Maybank Highlights HANA as Top Thai Electronic Picks on Attractive Valuation

Maybank Securities (Thailand) has maintained its “Neutral” outlook on the Thai electronics sector, indicating that much of the group’s strong earnings growth has already been priced in.

Among electronics stocks, HANA Microelectronics Public Company Limited (SET: HANA) continues to stand out as the sole “Buy” recommendation due to its attractive valuation and growth prospects. HANA is projected to deliver core earnings per share growth of 65% in 2026 and 68% in 2027. The company is trading at a Price per Earning to Growth (PEG) ratio of only 0.8x for 2026 – 2028, lower than CCET, DELTA, and KCE.

For the second quarter of 2026, the securities firm forecasts continued robust earnings for the sector, with DELTA and HANA expected to achieve the fastest growth rates.

DELTA’s core profit is projected to surge by 115% year-on-year, supported by strong demand for new liquid cooling solutions. HANA and KCE are also expected to report core profit growth of 27% and 25% YoY, respectively, benefitting from expanding gross profit margins. In contrast, CCET’s core profit is estimated to decline 18% YoY due to weaker margins stemming from higher production costs to onboard new mPOS clients.

Looking ahead to the second half of 2026, Maybank expects all stocks in the group to report core profit growth from both the previous year and the first half of this year, with HANA likely to outperform peers. HANA’s core profit is forecast to jump 230% YoY and 114% QoQ, mainly due to reduced losses at its PMS and HTI businesses, and revenue recognition from a new AI customer.
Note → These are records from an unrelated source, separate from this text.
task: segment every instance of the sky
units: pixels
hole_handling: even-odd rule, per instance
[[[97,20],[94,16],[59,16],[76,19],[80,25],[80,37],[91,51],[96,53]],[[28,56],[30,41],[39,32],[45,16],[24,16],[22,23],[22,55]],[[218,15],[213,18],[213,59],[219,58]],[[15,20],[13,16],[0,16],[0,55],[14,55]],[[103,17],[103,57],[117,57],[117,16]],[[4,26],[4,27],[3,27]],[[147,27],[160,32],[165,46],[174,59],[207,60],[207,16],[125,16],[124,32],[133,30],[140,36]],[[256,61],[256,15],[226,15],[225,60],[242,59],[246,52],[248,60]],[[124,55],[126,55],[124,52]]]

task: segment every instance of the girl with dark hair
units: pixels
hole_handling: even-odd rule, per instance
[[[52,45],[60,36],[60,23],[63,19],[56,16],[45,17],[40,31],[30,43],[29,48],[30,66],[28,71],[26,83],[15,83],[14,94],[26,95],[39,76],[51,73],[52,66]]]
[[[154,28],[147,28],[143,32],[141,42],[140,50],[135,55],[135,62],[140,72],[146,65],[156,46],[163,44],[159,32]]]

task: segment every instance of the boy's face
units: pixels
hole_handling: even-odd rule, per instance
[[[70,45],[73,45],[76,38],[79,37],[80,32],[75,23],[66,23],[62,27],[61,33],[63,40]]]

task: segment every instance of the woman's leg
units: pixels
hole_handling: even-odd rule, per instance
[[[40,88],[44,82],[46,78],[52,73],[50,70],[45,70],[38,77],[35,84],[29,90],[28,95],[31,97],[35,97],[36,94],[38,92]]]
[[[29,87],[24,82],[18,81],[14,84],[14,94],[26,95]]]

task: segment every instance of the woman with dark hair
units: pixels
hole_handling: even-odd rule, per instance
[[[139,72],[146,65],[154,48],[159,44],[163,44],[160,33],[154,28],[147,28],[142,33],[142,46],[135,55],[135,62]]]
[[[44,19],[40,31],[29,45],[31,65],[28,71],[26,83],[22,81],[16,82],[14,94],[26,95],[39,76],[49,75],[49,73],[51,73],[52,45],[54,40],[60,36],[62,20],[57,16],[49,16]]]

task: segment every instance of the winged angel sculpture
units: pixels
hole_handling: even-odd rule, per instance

The brokerage also noted that a slowdown in AI capacity expansion is unlikely to affect the overall profit recovery for the group, except for DELTA. Although HANA and CCET are increasing their share of AI-related revenue, the brokerage firm estimated that this segment will still account for less than 15% of their total sales by 2027. Moreover, HANA, CCET, and KCE have large legacy customer bases that have experienced limited growth amid rising raw material costs due to increased demand in the AI sector.